EUR/GBP remains buoyant near 0.8737 as UK figures boost expectations of BoE rate cuts and weaken sterling

by VT Markets
/
Feb 20, 2026

The Euro held firm against the Pound on Thursday, as expectations of Bank of England rate cuts weighed on Sterling. EUR/GBP was near 0.8737, easing after nearing 0.8750.

UK inflation data added to rate-cut expectations.

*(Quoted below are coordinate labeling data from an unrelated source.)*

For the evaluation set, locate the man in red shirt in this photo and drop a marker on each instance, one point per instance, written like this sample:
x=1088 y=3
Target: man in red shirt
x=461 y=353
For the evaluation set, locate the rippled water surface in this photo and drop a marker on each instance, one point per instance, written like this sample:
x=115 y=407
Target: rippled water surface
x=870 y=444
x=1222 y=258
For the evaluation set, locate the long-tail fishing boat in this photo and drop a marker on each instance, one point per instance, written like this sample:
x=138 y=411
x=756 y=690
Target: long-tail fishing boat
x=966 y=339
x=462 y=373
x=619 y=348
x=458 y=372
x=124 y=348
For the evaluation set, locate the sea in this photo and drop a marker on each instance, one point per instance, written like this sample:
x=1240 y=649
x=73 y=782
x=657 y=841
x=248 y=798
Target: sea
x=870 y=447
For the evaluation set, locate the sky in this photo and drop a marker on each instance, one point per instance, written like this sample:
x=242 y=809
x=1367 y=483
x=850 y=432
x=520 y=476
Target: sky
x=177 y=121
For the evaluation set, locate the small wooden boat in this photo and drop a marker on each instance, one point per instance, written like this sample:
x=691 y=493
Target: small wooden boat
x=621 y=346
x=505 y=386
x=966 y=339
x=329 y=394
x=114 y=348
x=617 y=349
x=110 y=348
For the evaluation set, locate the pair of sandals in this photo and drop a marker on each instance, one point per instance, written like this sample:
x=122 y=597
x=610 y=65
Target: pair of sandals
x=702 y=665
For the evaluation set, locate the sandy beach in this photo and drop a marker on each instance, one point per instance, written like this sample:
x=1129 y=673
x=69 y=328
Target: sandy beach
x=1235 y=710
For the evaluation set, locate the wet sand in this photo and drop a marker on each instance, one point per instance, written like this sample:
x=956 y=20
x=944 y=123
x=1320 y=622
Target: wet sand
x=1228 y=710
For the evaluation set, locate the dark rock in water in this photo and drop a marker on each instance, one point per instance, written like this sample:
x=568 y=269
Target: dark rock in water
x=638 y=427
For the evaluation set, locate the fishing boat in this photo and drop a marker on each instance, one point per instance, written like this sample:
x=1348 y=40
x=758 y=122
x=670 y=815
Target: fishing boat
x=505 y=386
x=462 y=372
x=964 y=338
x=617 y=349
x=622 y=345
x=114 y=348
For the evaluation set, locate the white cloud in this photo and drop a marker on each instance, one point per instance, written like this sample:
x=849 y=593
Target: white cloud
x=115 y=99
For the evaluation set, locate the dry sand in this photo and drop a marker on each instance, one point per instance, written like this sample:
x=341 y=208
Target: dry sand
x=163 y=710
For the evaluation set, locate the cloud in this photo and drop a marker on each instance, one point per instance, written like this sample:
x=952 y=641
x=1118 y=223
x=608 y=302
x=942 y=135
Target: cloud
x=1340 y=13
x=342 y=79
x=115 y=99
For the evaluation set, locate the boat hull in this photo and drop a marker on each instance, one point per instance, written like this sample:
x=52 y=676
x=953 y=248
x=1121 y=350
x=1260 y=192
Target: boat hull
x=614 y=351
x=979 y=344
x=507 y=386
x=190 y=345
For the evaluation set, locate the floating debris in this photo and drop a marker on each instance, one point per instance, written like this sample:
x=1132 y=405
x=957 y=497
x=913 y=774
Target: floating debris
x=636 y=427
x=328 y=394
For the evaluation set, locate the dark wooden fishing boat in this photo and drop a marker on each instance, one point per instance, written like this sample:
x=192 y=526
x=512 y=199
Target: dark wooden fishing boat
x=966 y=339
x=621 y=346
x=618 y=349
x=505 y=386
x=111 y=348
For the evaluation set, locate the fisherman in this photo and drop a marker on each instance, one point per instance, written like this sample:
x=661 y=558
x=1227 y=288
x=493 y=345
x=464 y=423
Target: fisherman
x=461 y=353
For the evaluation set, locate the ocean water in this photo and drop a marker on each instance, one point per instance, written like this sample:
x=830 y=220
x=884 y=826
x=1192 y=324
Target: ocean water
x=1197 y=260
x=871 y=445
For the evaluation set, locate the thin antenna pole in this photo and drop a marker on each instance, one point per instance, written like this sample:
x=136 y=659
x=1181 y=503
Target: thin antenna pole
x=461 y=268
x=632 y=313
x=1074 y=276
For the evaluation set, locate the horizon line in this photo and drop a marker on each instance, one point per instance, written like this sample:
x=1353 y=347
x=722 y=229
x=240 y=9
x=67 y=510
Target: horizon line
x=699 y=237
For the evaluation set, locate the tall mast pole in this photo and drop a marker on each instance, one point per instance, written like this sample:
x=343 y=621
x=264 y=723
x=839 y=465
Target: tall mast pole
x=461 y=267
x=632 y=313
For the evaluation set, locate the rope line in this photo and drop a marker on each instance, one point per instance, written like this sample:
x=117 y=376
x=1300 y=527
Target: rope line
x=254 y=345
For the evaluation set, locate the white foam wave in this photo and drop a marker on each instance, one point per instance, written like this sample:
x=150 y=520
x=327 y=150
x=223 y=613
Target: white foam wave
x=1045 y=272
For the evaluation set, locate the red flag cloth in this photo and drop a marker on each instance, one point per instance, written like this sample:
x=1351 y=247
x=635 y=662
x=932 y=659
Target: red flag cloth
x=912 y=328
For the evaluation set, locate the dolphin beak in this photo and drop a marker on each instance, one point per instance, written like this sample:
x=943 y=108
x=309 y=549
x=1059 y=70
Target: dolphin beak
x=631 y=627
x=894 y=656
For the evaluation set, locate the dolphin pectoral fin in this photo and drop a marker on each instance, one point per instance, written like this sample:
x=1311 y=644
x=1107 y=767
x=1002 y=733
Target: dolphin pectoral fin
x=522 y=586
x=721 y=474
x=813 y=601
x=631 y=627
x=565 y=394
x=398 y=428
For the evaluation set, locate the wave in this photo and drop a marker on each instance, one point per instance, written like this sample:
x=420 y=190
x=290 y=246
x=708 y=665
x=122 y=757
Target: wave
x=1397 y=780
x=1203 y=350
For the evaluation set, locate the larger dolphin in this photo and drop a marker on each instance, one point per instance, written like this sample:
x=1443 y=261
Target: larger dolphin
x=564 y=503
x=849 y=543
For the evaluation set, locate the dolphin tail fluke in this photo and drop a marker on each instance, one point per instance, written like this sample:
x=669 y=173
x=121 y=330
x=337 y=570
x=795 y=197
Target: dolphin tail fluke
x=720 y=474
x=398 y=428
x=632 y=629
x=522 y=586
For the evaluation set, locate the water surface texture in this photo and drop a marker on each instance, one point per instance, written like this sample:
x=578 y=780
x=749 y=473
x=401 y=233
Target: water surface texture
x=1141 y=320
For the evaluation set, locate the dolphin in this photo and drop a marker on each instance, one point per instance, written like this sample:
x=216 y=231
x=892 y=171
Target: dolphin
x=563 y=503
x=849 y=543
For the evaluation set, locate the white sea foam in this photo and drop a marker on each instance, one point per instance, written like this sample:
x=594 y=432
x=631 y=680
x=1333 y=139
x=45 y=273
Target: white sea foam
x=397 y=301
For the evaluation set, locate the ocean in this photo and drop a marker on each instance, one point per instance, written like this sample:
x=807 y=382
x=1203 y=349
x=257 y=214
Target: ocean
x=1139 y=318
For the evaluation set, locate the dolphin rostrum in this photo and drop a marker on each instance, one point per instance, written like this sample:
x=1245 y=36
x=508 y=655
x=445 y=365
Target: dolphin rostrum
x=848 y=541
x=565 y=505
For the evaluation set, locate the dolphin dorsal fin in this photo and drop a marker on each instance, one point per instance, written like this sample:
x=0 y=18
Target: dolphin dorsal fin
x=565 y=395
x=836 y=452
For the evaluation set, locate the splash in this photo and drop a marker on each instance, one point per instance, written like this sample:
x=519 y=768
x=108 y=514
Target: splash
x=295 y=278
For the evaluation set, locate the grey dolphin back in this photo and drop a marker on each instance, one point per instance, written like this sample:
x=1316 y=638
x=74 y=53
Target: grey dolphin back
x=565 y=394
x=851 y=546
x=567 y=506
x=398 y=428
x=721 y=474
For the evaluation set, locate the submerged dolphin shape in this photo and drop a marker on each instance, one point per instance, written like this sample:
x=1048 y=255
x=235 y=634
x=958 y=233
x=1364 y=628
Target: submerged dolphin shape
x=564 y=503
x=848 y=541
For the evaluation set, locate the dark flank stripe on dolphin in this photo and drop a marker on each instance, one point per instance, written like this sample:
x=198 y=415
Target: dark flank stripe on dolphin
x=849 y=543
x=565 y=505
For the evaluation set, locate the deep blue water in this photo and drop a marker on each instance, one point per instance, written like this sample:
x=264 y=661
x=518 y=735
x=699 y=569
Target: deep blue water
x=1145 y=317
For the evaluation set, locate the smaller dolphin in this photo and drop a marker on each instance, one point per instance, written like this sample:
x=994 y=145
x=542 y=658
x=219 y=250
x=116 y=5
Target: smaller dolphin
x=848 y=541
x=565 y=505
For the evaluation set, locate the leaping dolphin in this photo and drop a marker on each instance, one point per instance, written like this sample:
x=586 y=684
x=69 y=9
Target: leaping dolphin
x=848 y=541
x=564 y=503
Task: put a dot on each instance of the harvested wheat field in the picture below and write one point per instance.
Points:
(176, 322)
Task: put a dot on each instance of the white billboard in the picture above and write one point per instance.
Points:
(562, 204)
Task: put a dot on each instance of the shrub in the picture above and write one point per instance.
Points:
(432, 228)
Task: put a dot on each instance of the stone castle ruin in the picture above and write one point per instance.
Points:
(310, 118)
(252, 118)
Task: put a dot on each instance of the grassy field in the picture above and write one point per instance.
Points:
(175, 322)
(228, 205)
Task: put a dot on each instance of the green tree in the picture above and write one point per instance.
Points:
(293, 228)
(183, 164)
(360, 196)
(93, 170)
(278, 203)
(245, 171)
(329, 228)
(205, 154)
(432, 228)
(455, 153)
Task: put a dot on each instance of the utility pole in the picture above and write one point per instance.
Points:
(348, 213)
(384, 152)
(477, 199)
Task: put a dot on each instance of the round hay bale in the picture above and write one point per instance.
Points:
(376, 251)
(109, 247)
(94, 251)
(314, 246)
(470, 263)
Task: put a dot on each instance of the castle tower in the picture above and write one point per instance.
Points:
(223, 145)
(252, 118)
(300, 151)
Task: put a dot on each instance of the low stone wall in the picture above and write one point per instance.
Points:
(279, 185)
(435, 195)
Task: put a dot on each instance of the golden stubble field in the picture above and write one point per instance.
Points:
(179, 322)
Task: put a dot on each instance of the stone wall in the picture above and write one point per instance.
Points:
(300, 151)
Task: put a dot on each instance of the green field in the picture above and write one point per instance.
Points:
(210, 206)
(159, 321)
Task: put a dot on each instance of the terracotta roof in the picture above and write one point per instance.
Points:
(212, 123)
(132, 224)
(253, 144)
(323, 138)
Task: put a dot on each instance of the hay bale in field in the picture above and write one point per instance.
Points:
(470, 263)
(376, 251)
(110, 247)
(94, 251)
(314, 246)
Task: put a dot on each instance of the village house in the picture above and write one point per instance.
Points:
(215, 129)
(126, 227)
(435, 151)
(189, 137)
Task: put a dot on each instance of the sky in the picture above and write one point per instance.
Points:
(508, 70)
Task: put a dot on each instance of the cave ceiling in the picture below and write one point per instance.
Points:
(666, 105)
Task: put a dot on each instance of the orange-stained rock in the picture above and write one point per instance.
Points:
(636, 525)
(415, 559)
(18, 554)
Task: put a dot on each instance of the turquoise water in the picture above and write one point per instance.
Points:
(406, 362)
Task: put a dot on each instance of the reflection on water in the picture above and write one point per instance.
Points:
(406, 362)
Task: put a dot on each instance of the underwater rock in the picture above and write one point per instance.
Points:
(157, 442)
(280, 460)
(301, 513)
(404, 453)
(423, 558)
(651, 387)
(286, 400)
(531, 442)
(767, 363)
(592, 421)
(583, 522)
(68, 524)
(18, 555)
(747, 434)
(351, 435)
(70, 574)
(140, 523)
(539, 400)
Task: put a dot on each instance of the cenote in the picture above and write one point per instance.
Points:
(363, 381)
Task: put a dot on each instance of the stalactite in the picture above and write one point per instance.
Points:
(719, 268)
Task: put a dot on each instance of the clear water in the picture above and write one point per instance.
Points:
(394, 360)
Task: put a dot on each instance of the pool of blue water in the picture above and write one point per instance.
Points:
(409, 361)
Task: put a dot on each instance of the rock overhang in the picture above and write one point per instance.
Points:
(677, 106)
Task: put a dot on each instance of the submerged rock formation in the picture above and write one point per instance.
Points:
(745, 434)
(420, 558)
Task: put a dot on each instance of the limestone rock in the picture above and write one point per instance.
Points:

CPI fell 0.5% month-on-month in January after a 0.4% rise in December, while annual CPI slowed to 3.0% from 3.4%.

Uk Inflation And Jobs Data

Core CPI eased to 3.1% year-on-year from 3.2%. UK labour market data also softened, with employment change at 52K in the three months to December versus 82K before.

The ILO unemployment rate rose to 5.2%, the highest since early 2021. BoE policymaker Catherine Mann said inflation is likely to return to 2% within three to four months.

Markets are pricing in easing from as early as the BoE’s March meeting, with nearly two more cuts expected later in 2025. In the Eurozone, mid-week uncertainty followed reports that ECB President Christine Lagarde could leave before October 2027.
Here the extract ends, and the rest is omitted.